The plant family Brassicaceae includes many economically important ornamental and crop species. Members of the family are mostly herbaceous, and many can be easily grown in the laboratory, such as Arabidopsis thaliana, the first plant to have its genome sequenced, as it is widely used as a model organism for flowering plants. In addition, several other Brassicaceae genomes have been sequenced, facilitating comparative studies (Slotte et al., 2011; Yang et al., 2016; Mandáková et al., 2017). In this study, Microthlaspi erraticum of the tribe Coluteocarpeae was targeted for genome sequencing.
Many members of the Coluteocarpeae are able to grow on highly Ca2+-rich carbonate soils, and several are heavy metal accumulators, such as Noccaea caerulescens (Mandáková et al., 2015). Here, the genome assembly of M. erraticum is reported. M. erraticum is an interesting plant on which to study environmental adaptation, as it has a wide distribution range throughout warm temperate Europe and Central Asia (Ali et al., 2016a; Ali et al., 2016b; Ali et al., 2017). The species occurs almost exclusively in soil derived from calcium carbonate-rich bedrock und usually grows on well-drained loamy, somewhat open areas (Ali et al., 2017). Similar to A. thaliana, M. erraticum usually is a winter annual, but has longer seed dormancy, requires vernalisation, and so does not produce a second flowering generation in autumn (Baskin and Baskin, 1979). In nature, the plant hibernates in the rosette stage, but at the southern limits of the distribution, seeds may directly germinate in winter or early spring to produce a flowering plant without going through the rosette stage (unpublished observations). In the laboratory, the time from seed germination to seed maturation is 4–5 months.

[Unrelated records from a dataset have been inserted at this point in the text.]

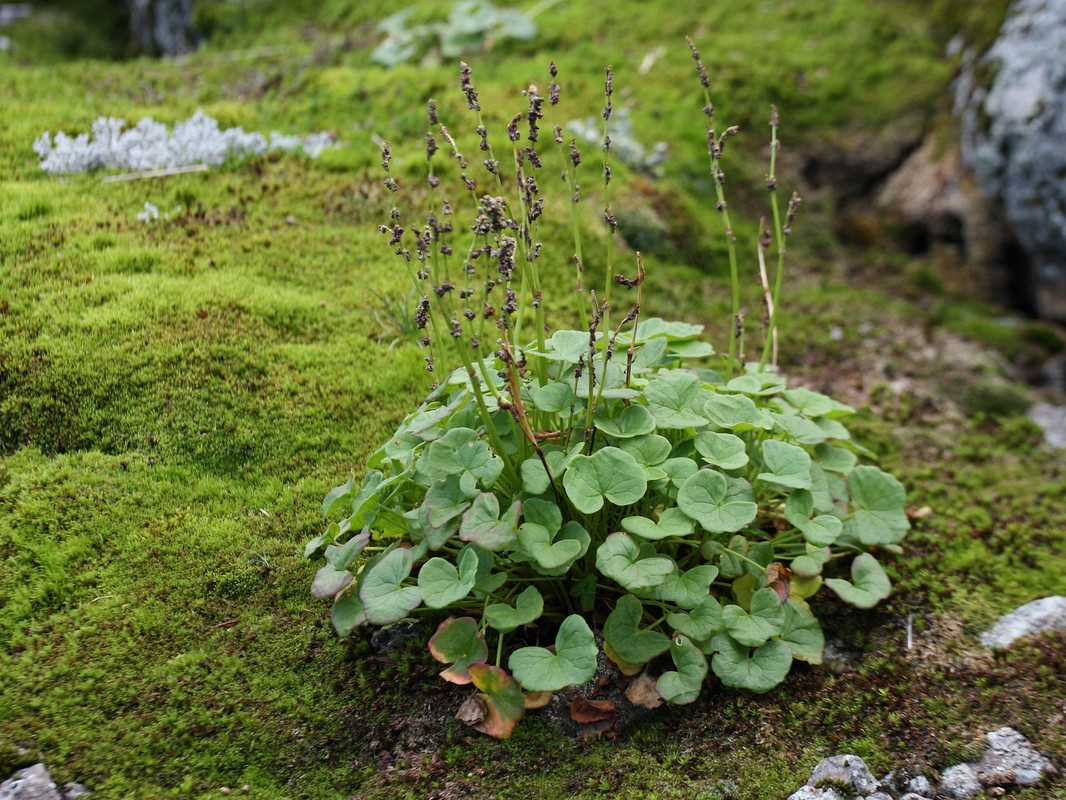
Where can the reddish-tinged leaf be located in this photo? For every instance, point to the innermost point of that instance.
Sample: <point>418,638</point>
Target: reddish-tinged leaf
<point>584,712</point>
<point>537,699</point>
<point>504,701</point>
<point>472,712</point>
<point>624,667</point>
<point>458,643</point>
<point>778,578</point>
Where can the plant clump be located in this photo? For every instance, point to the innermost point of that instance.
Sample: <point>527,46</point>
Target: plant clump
<point>620,477</point>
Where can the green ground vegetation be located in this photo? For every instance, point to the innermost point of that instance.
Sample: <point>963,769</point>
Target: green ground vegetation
<point>177,396</point>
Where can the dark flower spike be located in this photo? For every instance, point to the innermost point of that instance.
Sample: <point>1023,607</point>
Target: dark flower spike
<point>793,207</point>
<point>468,90</point>
<point>608,91</point>
<point>704,78</point>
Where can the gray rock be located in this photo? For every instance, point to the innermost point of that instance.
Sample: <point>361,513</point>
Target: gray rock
<point>844,770</point>
<point>1014,138</point>
<point>1012,760</point>
<point>809,793</point>
<point>163,27</point>
<point>959,782</point>
<point>907,780</point>
<point>919,785</point>
<point>1052,420</point>
<point>1038,617</point>
<point>32,783</point>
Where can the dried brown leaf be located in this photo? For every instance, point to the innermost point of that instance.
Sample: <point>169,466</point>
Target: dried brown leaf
<point>644,692</point>
<point>584,712</point>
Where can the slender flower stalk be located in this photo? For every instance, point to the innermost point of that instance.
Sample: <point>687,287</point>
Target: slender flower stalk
<point>715,145</point>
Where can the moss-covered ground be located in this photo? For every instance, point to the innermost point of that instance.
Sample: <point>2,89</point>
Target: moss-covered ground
<point>176,397</point>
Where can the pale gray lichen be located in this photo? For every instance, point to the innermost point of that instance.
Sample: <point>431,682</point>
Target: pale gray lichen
<point>152,145</point>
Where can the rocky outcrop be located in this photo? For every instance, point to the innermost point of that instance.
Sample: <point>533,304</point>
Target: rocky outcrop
<point>933,197</point>
<point>1010,761</point>
<point>1038,617</point>
<point>35,783</point>
<point>1014,139</point>
<point>163,27</point>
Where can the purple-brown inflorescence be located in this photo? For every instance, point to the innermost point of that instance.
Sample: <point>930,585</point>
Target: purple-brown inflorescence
<point>468,90</point>
<point>704,77</point>
<point>608,91</point>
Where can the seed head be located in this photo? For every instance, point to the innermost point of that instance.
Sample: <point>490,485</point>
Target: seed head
<point>468,90</point>
<point>608,91</point>
<point>704,79</point>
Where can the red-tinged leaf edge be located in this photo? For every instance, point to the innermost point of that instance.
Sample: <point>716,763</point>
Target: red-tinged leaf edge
<point>504,700</point>
<point>457,642</point>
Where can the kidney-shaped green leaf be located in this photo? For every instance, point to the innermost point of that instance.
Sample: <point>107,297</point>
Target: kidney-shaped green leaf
<point>721,505</point>
<point>328,580</point>
<point>574,661</point>
<point>676,400</point>
<point>623,633</point>
<point>683,685</point>
<point>700,623</point>
<point>528,607</point>
<point>536,542</point>
<point>724,450</point>
<point>821,531</point>
<point>441,584</point>
<point>738,667</point>
<point>803,633</point>
<point>672,523</point>
<point>457,452</point>
<point>457,642</point>
<point>878,501</point>
<point>787,465</point>
<point>384,598</point>
<point>736,413</point>
<point>503,698</point>
<point>619,558</point>
<point>869,584</point>
<point>611,474</point>
<point>348,614</point>
<point>687,589</point>
<point>632,420</point>
<point>764,621</point>
<point>483,525</point>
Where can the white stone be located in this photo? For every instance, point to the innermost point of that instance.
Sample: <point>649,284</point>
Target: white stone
<point>1012,755</point>
<point>32,783</point>
<point>1038,617</point>
<point>959,782</point>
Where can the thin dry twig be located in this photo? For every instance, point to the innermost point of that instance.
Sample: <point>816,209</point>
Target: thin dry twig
<point>154,173</point>
<point>770,300</point>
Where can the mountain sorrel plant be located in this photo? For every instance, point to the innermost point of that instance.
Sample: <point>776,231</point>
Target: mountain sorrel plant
<point>556,481</point>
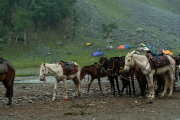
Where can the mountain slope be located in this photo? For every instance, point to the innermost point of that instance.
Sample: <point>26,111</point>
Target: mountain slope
<point>160,20</point>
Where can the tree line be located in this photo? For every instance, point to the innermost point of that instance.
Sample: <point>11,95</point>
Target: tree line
<point>23,16</point>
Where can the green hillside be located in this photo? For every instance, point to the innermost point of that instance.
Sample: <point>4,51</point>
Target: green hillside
<point>29,57</point>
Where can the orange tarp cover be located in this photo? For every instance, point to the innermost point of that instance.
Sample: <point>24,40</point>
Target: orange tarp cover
<point>168,52</point>
<point>121,47</point>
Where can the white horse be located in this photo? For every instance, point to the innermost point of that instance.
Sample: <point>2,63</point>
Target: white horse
<point>142,62</point>
<point>57,71</point>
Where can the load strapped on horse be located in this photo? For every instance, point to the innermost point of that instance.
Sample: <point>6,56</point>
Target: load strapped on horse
<point>62,71</point>
<point>7,75</point>
<point>153,64</point>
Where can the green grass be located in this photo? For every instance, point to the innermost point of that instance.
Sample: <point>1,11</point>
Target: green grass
<point>20,55</point>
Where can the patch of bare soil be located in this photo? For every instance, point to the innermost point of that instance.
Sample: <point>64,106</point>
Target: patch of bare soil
<point>33,101</point>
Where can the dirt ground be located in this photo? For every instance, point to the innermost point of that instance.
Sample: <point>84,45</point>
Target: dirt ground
<point>33,101</point>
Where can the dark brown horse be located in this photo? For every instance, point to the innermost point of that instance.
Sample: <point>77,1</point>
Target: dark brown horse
<point>92,71</point>
<point>114,66</point>
<point>112,72</point>
<point>7,78</point>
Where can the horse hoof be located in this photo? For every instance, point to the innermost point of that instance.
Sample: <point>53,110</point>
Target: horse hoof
<point>65,98</point>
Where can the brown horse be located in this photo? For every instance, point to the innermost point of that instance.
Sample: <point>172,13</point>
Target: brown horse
<point>92,71</point>
<point>7,78</point>
<point>115,65</point>
<point>112,72</point>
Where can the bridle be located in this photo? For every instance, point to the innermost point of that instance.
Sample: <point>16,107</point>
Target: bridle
<point>44,75</point>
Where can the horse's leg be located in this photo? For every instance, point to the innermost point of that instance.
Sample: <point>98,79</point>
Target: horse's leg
<point>123,83</point>
<point>54,93</point>
<point>159,83</point>
<point>132,82</point>
<point>117,84</point>
<point>112,84</point>
<point>171,82</point>
<point>166,77</point>
<point>139,79</point>
<point>129,85</point>
<point>8,83</point>
<point>7,92</point>
<point>99,84</point>
<point>92,79</point>
<point>76,87</point>
<point>150,86</point>
<point>79,84</point>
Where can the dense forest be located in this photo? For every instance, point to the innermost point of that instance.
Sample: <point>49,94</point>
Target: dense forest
<point>22,17</point>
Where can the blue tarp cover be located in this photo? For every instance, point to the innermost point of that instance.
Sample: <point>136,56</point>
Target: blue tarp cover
<point>99,52</point>
<point>127,46</point>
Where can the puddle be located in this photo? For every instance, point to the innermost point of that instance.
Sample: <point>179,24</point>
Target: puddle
<point>51,79</point>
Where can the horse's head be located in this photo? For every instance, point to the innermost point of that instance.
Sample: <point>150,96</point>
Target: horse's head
<point>100,63</point>
<point>129,62</point>
<point>43,72</point>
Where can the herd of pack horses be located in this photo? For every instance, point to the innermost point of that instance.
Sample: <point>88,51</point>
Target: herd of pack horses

Growing on Ca2+-rich soil can be challenging for plants, if the soil is at the same time Mg2+-deficient, due to the low specificity of channels for bivalent cations. This would lead to an imbalance of Ca2+ and Mg2+ ions, if the more specific transporters of the MRS2/MGT family cannot provide enough selectivity to counter this (Schock et al., 2000; Li et al., 2001). There is strong evidence that the MRS2/MGT family members, and in particular the root-expressed genes, are vital for the fitness of plants in conditions where there is an overwhelming amount of Ca2+ in comparison to Mg2+ ions (Gebert et al., 2009). As M. erraticum is almost completely restricted to such soils derived from very pure Calcium Carbonate rocks, such as the upper Jurassic limestone deposited in the Tethys Ocean (Kimmig et al., 2001), we hypothesized that this could be mirrored in its MRS2/MGT genes.

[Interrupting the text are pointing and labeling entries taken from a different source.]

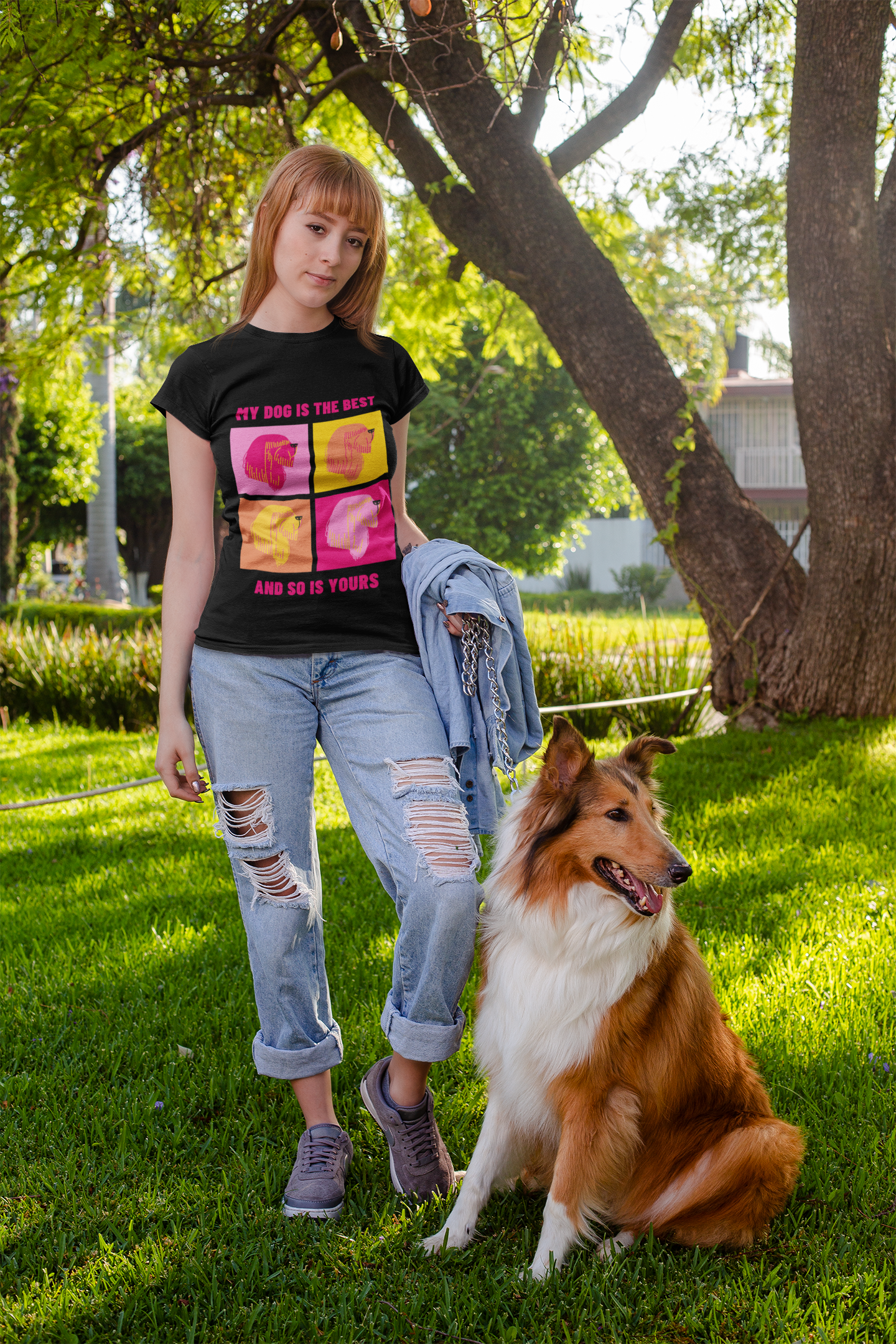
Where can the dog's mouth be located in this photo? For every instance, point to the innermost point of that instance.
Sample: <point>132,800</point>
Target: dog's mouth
<point>643,898</point>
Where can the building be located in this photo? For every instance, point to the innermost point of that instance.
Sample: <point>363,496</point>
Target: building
<point>754,422</point>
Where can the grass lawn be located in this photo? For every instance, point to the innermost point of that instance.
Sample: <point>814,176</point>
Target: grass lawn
<point>140,1190</point>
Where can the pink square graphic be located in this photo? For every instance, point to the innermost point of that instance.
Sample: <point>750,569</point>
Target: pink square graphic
<point>271,459</point>
<point>355,528</point>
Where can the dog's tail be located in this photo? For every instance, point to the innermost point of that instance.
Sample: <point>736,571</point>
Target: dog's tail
<point>730,1195</point>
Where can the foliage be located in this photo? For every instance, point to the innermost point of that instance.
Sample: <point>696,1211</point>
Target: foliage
<point>641,581</point>
<point>58,439</point>
<point>123,940</point>
<point>142,483</point>
<point>506,457</point>
<point>579,661</point>
<point>80,676</point>
<point>105,618</point>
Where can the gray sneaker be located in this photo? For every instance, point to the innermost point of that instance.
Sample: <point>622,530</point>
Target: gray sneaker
<point>418,1159</point>
<point>317,1185</point>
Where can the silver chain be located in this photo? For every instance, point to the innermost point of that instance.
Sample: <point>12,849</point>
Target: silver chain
<point>475,640</point>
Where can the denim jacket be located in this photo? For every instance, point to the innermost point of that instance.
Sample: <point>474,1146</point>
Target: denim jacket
<point>465,581</point>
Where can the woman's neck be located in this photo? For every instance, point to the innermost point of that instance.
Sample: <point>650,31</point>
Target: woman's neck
<point>280,312</point>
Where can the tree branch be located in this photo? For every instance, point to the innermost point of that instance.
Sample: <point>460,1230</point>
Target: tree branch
<point>633,100</point>
<point>222,274</point>
<point>457,212</point>
<point>887,248</point>
<point>210,100</point>
<point>535,95</point>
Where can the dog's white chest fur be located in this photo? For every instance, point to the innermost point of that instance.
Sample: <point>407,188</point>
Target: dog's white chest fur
<point>550,986</point>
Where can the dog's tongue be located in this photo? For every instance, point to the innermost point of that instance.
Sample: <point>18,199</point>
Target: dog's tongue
<point>648,894</point>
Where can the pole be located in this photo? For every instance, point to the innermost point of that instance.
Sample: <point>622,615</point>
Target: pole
<point>103,542</point>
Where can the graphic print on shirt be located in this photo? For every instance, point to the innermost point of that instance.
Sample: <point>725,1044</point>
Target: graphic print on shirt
<point>355,528</point>
<point>350,452</point>
<point>277,536</point>
<point>272,461</point>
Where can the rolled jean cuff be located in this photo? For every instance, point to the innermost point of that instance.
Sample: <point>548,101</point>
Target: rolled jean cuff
<point>427,1042</point>
<point>299,1063</point>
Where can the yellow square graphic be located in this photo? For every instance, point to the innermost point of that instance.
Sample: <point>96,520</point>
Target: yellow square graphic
<point>277,535</point>
<point>350,452</point>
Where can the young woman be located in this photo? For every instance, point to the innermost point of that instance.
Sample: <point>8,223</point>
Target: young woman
<point>304,636</point>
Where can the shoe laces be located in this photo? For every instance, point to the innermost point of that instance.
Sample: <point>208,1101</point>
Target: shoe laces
<point>419,1140</point>
<point>320,1154</point>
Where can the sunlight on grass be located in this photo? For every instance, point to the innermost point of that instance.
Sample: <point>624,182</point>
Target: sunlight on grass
<point>140,1190</point>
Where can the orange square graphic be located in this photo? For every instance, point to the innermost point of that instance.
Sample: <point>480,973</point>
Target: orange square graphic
<point>350,452</point>
<point>277,535</point>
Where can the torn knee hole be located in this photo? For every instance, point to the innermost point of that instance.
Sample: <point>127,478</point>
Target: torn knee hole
<point>441,834</point>
<point>245,816</point>
<point>276,880</point>
<point>432,772</point>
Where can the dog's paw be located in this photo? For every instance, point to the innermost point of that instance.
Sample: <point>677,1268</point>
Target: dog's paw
<point>454,1239</point>
<point>612,1246</point>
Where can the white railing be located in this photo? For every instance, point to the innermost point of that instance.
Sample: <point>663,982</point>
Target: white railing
<point>768,468</point>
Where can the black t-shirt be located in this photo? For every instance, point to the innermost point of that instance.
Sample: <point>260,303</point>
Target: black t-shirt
<point>301,433</point>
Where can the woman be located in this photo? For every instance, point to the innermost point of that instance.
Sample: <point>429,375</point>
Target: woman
<point>302,636</point>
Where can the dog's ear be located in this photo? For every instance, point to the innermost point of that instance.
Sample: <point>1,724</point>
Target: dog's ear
<point>638,754</point>
<point>567,756</point>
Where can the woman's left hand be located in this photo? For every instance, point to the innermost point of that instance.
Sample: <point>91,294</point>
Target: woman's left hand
<point>409,534</point>
<point>454,623</point>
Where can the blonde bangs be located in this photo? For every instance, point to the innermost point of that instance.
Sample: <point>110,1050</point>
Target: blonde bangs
<point>350,195</point>
<point>324,180</point>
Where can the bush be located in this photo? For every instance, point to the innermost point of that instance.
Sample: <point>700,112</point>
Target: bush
<point>78,615</point>
<point>81,675</point>
<point>574,665</point>
<point>641,581</point>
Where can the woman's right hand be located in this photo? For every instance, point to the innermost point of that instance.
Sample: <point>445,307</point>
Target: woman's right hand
<point>176,745</point>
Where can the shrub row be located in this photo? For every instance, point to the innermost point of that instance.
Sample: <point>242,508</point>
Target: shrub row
<point>108,679</point>
<point>81,675</point>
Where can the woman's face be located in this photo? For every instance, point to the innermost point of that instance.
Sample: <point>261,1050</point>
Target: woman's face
<point>316,254</point>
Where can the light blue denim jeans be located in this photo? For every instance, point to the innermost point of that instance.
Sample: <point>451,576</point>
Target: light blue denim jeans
<point>374,714</point>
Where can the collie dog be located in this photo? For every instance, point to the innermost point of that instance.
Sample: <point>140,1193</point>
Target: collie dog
<point>614,1082</point>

Microthlaspi erraticum is easy to grow, as it is a rather small plant with a short life cycle, but neither a genome nor molecular tools are available for the species, yet. As the edaphic niche of M. erraticum is very well defined, the species provides a good model to investigate environmental adaptation apart from soil effects. Therefore, it was the general aim of this study to provide a well-assembled genome of the species and a specific aim to unravel potential genomic and genetic adaptations to Ca2+-rich but Mg2+-poor soil, with specific reference to the limiting Mg2+ ion uptake.
Material and Methods
Plant Material, DNA and RNA Extraction, and Sequencing
For genome sequencing, a six times inbred line of the Microthlaspi erraticum was used. This line was named LIMBURG, after the original collection site beneath the ruins of the stronghold Limburg of Berthold mit dem Barte. He was the founder of the house of Zähringen, an influential medieval house in what are now South-Western Germany, Eastern France, Switzerland, Austria, and Northern Italy. The original mother plant was collected in spring 2007 from beneath the Limburg ruins (near Kirchheim unter Teck, Swabian Alb, Germany) in the flowering stage and kept in a climate chamber at 16°C, 60% humidity and a 14 h light 10 h darkness cycle, taking care that the soil remained always moist. After seed maturation, seeds were collected and air-dried for three months at room temperature. Subsequently, seeds were sown into standard gardening soil and placed into a climate chamber with the same conditions as reported before. Six weeks after germination, when the seedlings had produced a small rosette, plants were transferred to a refrigerator for two weeks. Subsequently, they were brought back to the climate chamber, where they flowered to produce seeds within about two months. From the plants one was separated from the others and used as new mother plant. This way, six generations of selfing were done to create the inbred line LIMBURG.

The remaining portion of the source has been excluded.